Listeria strains are separated based on flagellar (H) and somatic (O) antigens resulting in more than 13 serotypes [82, 38]. Genotypic analysis generally group Listeria into two main lineages, Lineage I and II while it is believed that there may be a third subgroup, Lineage III, as well.

Lineage I includes serotypes 1/2a, 1/2c, 3a, and 3c 1, Lineage II includes serotypes 1/2b, 3b, 4b, 4d and 4e while serotypes 4a and 4c have been grouped with the third less common Lineage III [66, 37, 13]. The three serotypes which most commonly cause disease (> 95%) are 1/2a, 1/2b and 4b [60]. Although serotype 4b is most frequently implicated in foodborne diseases, it is serotype 1/2a which is most frequently isolated from foods [34].
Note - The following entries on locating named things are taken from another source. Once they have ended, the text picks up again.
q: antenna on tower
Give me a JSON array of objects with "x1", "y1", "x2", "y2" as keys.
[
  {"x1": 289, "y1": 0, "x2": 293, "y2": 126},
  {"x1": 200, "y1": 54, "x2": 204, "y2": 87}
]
Historically, serotyping of Listeria by antiserum has shown to be unreliable. A study by [76] and the World Health Organization (WHO), demonstrated that different laboratories using antiserum serotyping methods, either could not 100% correctly identify or 100% agree on the correct serotype of all the given isolates [76]. In addition, serotyping with antiserum has been shown to have less discriminating power than other methods.

For example, a Mismatch Amplification Mutation Assay (MAMA) using mismatched PCR primers targeting different sites in the hly gene was developed to rapidly screen L. monocytogenes isolates into their respective phylogenetic divisions [43]. Other methods such as one using PCR primers which target select sequences in the four major serotypes to adequately differentiate them have also been recently developed. The results obtained with the PCR primers agree significantly enough with the traditional slide agglutination method [9] that perhaps this can one day be a standardized method.